J'ai d'abord refusé de devenir pasteur

14/04/2014 13:49

A Port-au-Prince, la première fois que j’ai eu l’idée de devenir pasteur, ce fut en avril 1974. Le grand pasteur Luc Nérée était orateur principal à la Grande Convention Annuelle de la Mission Evangélique Baptiste du Sud d’Haïti,  que diffusait Radio Lumière, radio de la Mission. Le thème alors, c’était : « La moisson est grande mais il y a peu d’ouvriers. » Emu, je me suis dit : « Moi, je serai ouvrier. » J’étais en 3e secondaire. Je ne connaissais pas encore les Cayes où j’habite depuis 1980.

Plus tard, en Philo, je faisais partie de l’Inter-Philo, mouvement qui rassemblait les élèves de Philo de la Capitale autour d’une revue. Et, lorsque les « philosophes » enregistraient leur voix pour dire quelle profession ils allaient embrasser, ma phrase à moi fut : « Je serai Pasteur. »

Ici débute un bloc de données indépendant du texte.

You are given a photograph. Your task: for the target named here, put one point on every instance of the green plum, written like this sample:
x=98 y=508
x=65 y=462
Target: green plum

Pourtant, après les résultats positifs du Bac, en 1977, je ne voulais plus chercher à entrer au Séminaire Théologique Baptiste du Limbé où avaient étudié les pasteurs Ruben Marc et Amos Gabaud. Je ne voulais plus devenir pasteur. Parce que, ayant déménagé, j'ai eu à cotoyer des gens qui montaient des tonnelles pour chercher des missionnaires américains qui puissent leur fournir de l'argent sur le compte de l'Eglise. Je trouvais ces gens méprisables et je ne voulais pas, en devenant pasteur, être traité de profiteur des fidèles comme ces gens-là. Et puis, ma mère étant pauvre, je ne voulais pas apprendre un métier où je ne puisse pas gagner ma vie en tant que professionnel. Je ne voulais plus être enfermé dans un séminaire théologique pendant quatre ans puis dépendre de l'église après. J'ai voulu apprendre un métier pour travailler et toucher et régler mes affaires, et prendre soin de ma mère au besoin, sans dépendre uniquement de l'église. J'ai voulu devenir professeur à l'enseignement secondaire.

Mais j'avais la conscience troublée. Je versais des larmes. J'ai eu besoin d'un conseiller. Et comme j'avais décroché du bureau de Radio Lumière de la Rue Pavée #70 tous les certificats du cours biblique par correspondance que gérait le pasteur Martinez Jovin, je suis allé lui demander conseil. Il m'a dit de faire ce qui laisserait ma conscience tranquille. C'était pour moi comme s'il ne m'avait pas répondu. Alors, en pleurant, j'ai déchiré le papier où j'avais écrit que je serais pasteur et je suis allé m'inscrire à l'Ecole Normale Supérieure pour devenir professeur de francais et de littérature. Je me disais qu'il me fallait une profession pour gagner ma vie et que, si, un jour je devenais pasteur, on verrait que je ne l’étais pas pour faire de l'argent.